Flat Wash – damp paper
First wet the paper. The paint is applied to a sloping surface in slightly overlapping horizontal bands from the top down. Once complete, the wash should be left to dry and even itself out without working back into it.
1. Wet the paper and allow it to dry until the shine has almost gone. Check it from the side.
2. Charge your brush with paint, and starting in the upper left corner touch your brush to the paper and gently pull a straight line of paint to the upper right corner.
3. Refill your brush and start the next stroke at the bottom of the first stroke, overlapping the bead of paint formed at the bottom of the first stroke.
4. At the end, carefully pick up the bead of paint that runs across the bottom using your brush or tissue.
5. Allow it to dry on a slight slant.
Graded Watercolor Wash – damp paper
This requires the pigment to be diluted with more water for each horizontal stroke. The result is a wash that fades out gradually and evenly.
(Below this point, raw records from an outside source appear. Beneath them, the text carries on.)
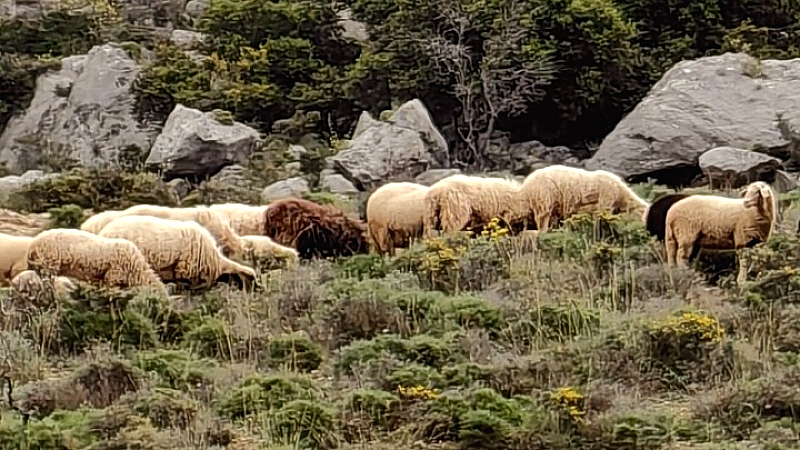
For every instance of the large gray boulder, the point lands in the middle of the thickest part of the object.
(429, 177)
(290, 187)
(733, 168)
(727, 100)
(402, 148)
(200, 144)
(335, 183)
(83, 112)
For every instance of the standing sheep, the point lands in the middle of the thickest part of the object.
(396, 215)
(91, 258)
(228, 240)
(13, 256)
(720, 223)
(245, 220)
(180, 251)
(455, 202)
(314, 230)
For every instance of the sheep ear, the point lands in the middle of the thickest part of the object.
(753, 198)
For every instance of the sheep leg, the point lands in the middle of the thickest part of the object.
(742, 275)
(671, 246)
(543, 221)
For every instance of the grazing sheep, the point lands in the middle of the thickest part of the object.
(13, 256)
(96, 222)
(245, 220)
(314, 230)
(180, 251)
(615, 194)
(555, 193)
(258, 248)
(655, 216)
(459, 201)
(229, 242)
(396, 215)
(720, 223)
(30, 288)
(91, 258)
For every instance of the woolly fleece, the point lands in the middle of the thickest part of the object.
(91, 258)
(180, 251)
(396, 215)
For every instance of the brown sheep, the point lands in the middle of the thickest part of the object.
(314, 230)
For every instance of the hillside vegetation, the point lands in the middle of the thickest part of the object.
(587, 341)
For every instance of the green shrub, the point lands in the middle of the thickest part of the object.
(307, 423)
(375, 406)
(167, 408)
(211, 337)
(67, 216)
(295, 350)
(99, 189)
(175, 369)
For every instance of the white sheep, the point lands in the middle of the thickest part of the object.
(457, 201)
(96, 222)
(245, 220)
(396, 215)
(91, 258)
(555, 193)
(257, 248)
(229, 242)
(721, 223)
(13, 256)
(180, 251)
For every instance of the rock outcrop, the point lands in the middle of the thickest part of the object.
(333, 182)
(727, 167)
(198, 144)
(402, 148)
(290, 187)
(83, 112)
(728, 100)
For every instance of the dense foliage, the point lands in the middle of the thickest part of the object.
(600, 57)
(586, 342)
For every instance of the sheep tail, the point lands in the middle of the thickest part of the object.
(655, 216)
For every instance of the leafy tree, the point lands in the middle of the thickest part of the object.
(498, 80)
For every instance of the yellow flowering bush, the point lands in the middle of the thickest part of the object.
(493, 230)
(417, 392)
(687, 346)
(688, 328)
(571, 401)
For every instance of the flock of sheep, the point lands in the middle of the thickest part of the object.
(147, 246)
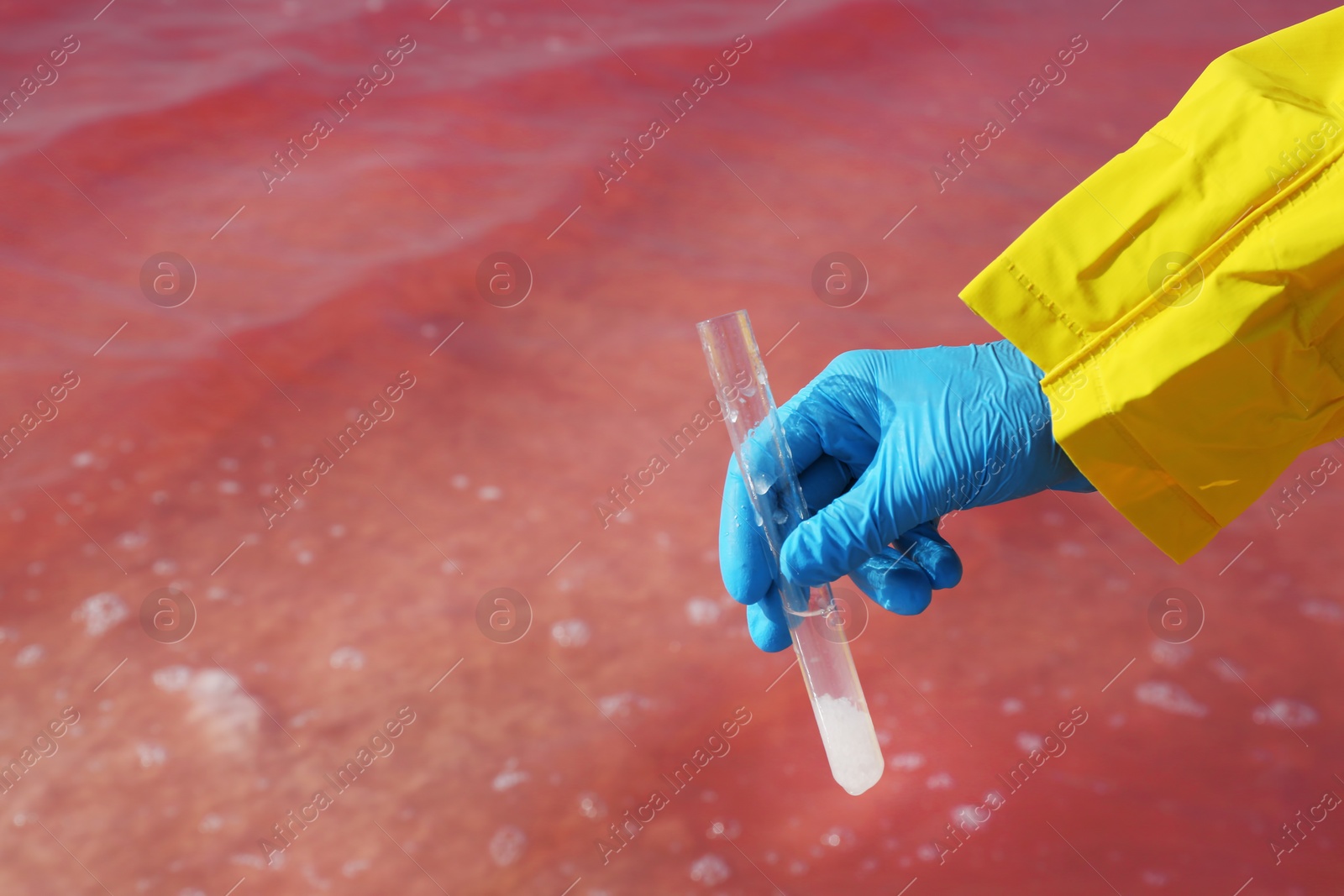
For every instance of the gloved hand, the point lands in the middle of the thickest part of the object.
(887, 443)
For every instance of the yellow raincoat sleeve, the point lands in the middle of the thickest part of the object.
(1187, 300)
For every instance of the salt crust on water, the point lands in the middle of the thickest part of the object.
(853, 748)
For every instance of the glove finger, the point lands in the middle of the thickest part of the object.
(932, 553)
(895, 584)
(766, 624)
(824, 481)
(837, 416)
(745, 560)
(850, 530)
(743, 557)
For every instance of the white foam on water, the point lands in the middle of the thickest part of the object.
(851, 745)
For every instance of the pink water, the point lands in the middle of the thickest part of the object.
(313, 633)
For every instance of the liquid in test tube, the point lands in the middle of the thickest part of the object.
(766, 465)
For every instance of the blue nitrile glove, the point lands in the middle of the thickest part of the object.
(887, 443)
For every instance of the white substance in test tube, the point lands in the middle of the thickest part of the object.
(850, 741)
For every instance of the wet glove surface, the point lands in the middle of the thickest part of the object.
(887, 443)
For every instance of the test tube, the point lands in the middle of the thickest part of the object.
(815, 624)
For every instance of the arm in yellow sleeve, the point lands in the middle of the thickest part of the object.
(1187, 300)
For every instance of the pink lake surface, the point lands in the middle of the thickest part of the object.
(318, 627)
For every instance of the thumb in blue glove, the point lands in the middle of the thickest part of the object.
(887, 443)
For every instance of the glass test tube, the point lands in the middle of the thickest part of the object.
(815, 625)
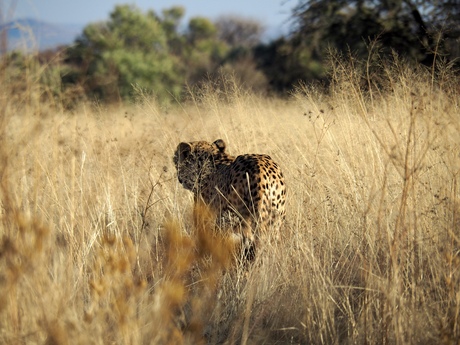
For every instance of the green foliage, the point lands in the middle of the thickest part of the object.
(131, 48)
(411, 28)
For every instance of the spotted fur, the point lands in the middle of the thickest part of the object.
(249, 188)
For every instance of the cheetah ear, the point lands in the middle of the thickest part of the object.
(184, 150)
(220, 144)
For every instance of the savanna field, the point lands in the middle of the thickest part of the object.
(100, 244)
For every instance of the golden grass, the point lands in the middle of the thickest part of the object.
(100, 244)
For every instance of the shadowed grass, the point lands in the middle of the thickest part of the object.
(100, 244)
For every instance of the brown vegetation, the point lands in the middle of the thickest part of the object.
(99, 243)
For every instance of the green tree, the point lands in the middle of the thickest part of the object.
(131, 48)
(409, 27)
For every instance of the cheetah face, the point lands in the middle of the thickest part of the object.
(194, 161)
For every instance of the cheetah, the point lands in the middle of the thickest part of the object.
(248, 190)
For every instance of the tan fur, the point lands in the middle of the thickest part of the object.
(246, 192)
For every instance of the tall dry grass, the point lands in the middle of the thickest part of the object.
(100, 244)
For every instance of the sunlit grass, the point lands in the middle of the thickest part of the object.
(100, 243)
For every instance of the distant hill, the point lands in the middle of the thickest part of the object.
(31, 34)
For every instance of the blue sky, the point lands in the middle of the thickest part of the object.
(272, 13)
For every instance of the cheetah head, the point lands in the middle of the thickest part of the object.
(196, 160)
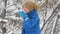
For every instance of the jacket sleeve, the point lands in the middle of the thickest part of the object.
(31, 22)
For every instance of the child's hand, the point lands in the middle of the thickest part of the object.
(22, 14)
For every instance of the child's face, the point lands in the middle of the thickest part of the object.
(26, 9)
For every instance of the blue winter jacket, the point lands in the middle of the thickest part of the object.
(31, 26)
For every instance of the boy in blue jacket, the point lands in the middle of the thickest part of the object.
(30, 17)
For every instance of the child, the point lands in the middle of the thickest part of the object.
(30, 17)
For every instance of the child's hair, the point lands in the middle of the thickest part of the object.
(30, 5)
1. Step 1, 2 and 4 as above
2. Step 3, pick up a little more water and start each new stroke overlapping bead.
Two Tone Wash
1. With the 1st color create a graded wash from top to bottom.
2. Allow it to dry.
3. Turn the paper upside down and repeat with the 2nd color. Allow to dry.
Grade the first wash with one color to about half way, then pick up the bead with a second color and grade it to the end.
Glazed Wash(Layering Colour)
Glazing is a similar watercolor technique to a wash, but uses a thin, transparent pigment applied over dry existing washes. Its purpose is to adjust the color and tone of the underlying wash. Transparent pigments such as Rose Madder (or Permanent Rose), Cobalt Blue etc are ideal for glazing as they are stains and can be applied layer after layer to achieve the desired effect. Be sure each layer is thoroughly dry before applying the next.
Granulating paints, such as yellow ochre, Ultramarine Blue should be layered last as they lift easily.
Rules for glazing
· Work from lightest to darkest and opaque to transparent. Opaque pigments do not glaze well. Also, try to use staining pigments for the first layers.
- · Use very little pressure and a soft brush so underlying layers of paint are not disturbed.
- · Each layer of color should dry thoroughly before glazing the next layer over it.
1. Paint 2 separate shapes with your cool red (staining colors) and allow them to dry.
2. Wash lightly over the top of half the first shape with the same color again. VALUE is the lightness or darkness of a color.
3. Wash lightly over the top of the 2nd shape with a different color.
Practice and play and you will soon start to master and enjoy using the wash techniques in your paintings.